- Interactive map of the Changhua Wude Hall area
- Former names: Changhua Martyrs' Shrine

General information
- Type: former martial arts hall
- Location: Changhua City, Changhua County, Taiwan
- Coordinates: 24°05′N 120°33′E﻿ / ﻿24.08°N 120.55°E
- Construction started: 1929
- Completed: 18 October 1930
- Renovated: October 2005

= Changhua Wude Hall =

Former martial art hall in Changhua City, Taiwan

The Changhua Wude Hall (彰化市武德殿 (Zhānghuà Shì Wǔdé Diàn)) is a former martial arts training center in Changhua City, Changhua County, Taiwan.

==History==
The construction of the hall started in 1929 and was completed on 18 October 1930 during the Japanese rule of Taiwan.
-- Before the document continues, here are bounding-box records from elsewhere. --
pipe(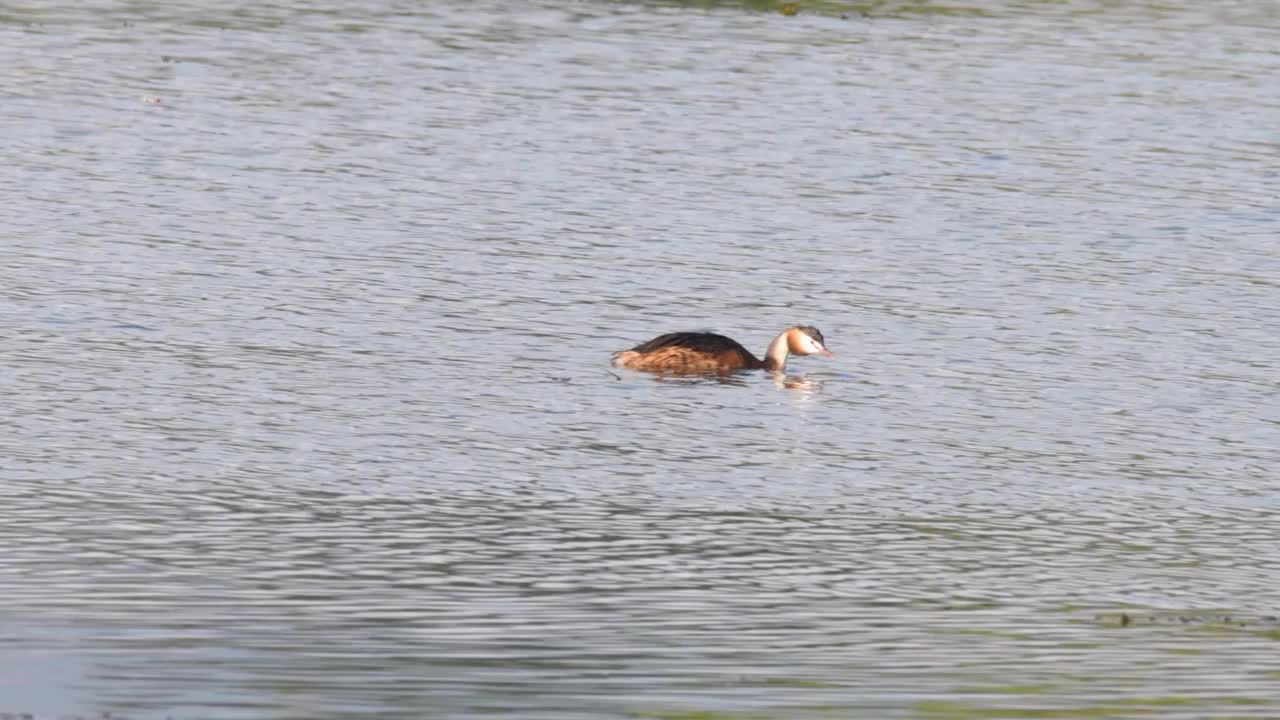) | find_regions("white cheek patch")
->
[800,334,823,355]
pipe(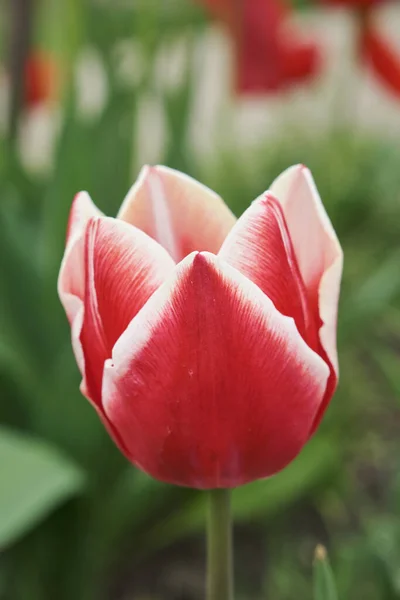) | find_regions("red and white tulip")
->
[58,166,342,488]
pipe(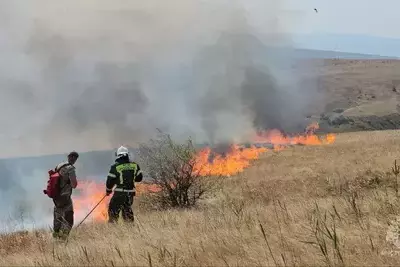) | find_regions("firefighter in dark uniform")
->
[106,146,143,223]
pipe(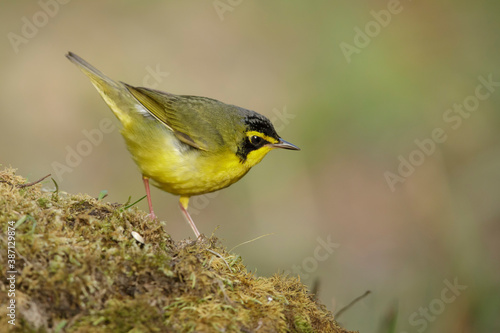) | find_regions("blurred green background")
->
[0,0,500,333]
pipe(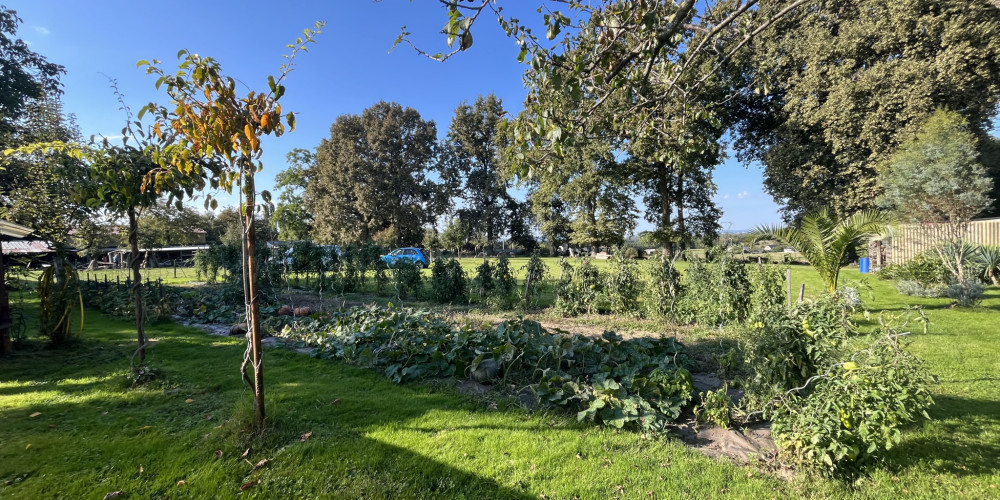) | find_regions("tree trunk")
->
[674,169,688,252]
[658,169,674,260]
[0,238,14,354]
[128,208,146,364]
[243,171,264,429]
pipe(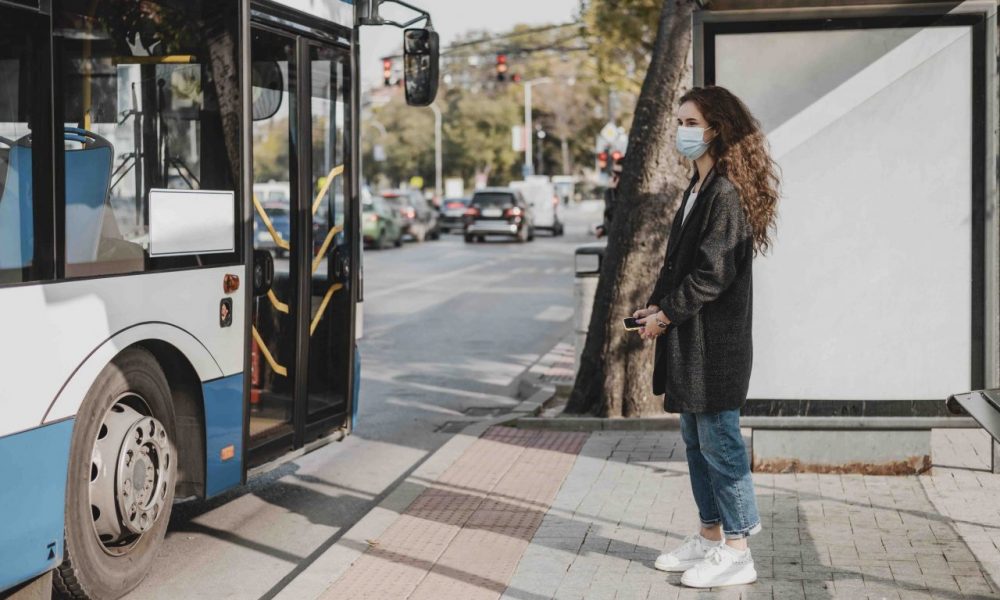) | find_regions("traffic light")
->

After the handover of Taiwan from Japan to the Republic of China in 1945, the hall was transformed into Changhua Martyrs' Shrine. The hall was partially damaged during the Jiji earthquake in 1999. During the reparation process, care was taken to maintain the building's original look. The hall was declared as a historical building on 13 December 2001. The restoration work was fully completed in October 2005.

==Transportation==
The hall is within walking distance southeast of Changhua Station of Taiwan Railway.